Saudi Arabia says Turkish evidence shows planned killing

Adjust Comment Print

"With the murder of Jamal Khashoggi, it's time for the United States to halt all weapons sales and military aid to Saudi Arabia", said Representative James McGovern, who originally sponsored the bill.

In a speech timed to coincide with the start of a three-day global business conference in Riyadh on Tuesday, Turkish President Recep Tayyip Erdogan rejected the Saudi narrative and said that Khashoggi's murder was planned in Riyadh. That earlier assertion, in turn, backtracked from an initial statement that Saudi authorities knew nothing about what happened to the columnist for The Washington Post, who vanished after entering the consulate October 2.

Roughly three weeks ago Khashoggi went missing after visiting a Saudi consulate in Istanbul, Turkey and was eventually revealed to have been killed.

At the Future Investment Initiative Forum in Riyadh, the crown prince said Khashoggi's death was hurtful to the Saudis and the world.

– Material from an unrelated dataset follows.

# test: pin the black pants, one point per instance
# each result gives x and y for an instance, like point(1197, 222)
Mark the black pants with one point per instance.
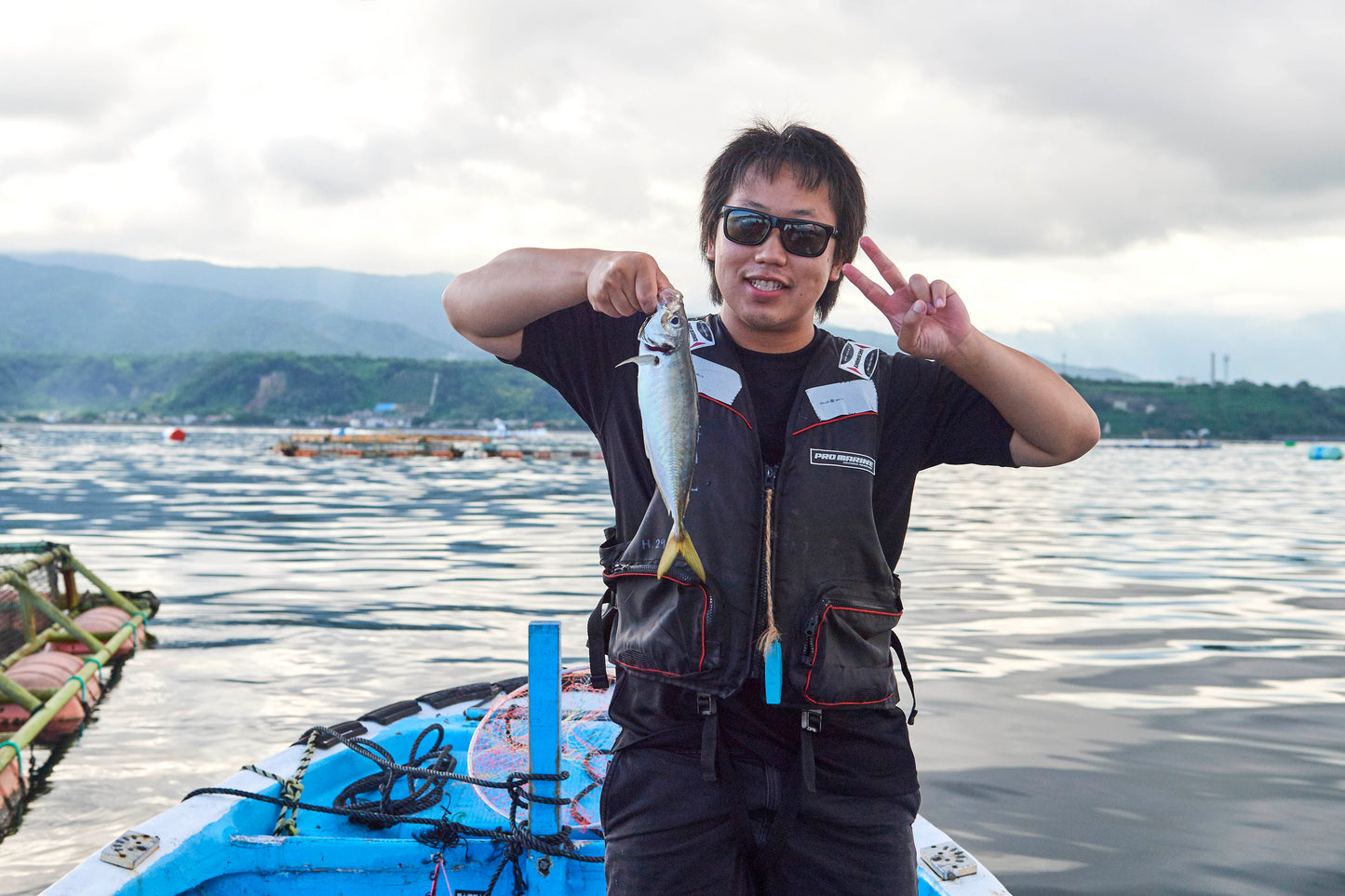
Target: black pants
point(670, 832)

The evidence of Turkish investigators "indicates that the suspects in the incident had committed their act with a premeditated intention", the Saudi government statement said.

An adviser to Turkey's president said Prince Mohammed had "blood on his hands" over Khashoggi, the bluntest language yet from someone linked to Erdogan.

Striking a defiant tone, Prince Mohammed told worldwide investors at a major conference in Riyadh that the furor over Khashoggi's killing at the Saudi consulate in Istanbul would not derail the kingdom's reform drive.

Appearing on a discussion panel at an worldwide investment conference in Riyadh, Crown Prince Mohammed bin Salman said all culprits would be punished, and that Saudi Arabia and Turkey would work together "to reach results".

But Turkey wants more answers from Saudi Arabia, a regional rival that is also a source of investment.

Turkish media have also published a security camera image allegedly showing a vehicle belonging to the Saudi Consulate "scouting" a forest in the outskirts of Istanbul before Khashoggi was killed. "Where is it?" Turkey's foreign minister, Mevlut Cavusoglu, said Thursday at a news conference with his Palestinian counterpart.

The Turkish and Saudi governments, he added, are both keen to see those responsible for the crime held to account.

His comments came hours after he was quoted by the Wall Street Journal as saying that as Saudi Arabia's de facto ruler, the crown prince bore ultimate responsibility for the operation that led to Khashoggi's death. The image, obtained by state television TRT and other media on Wednesday, shows a black vehicle with a diplomatic license plate at an entrance to Belgrade Forest.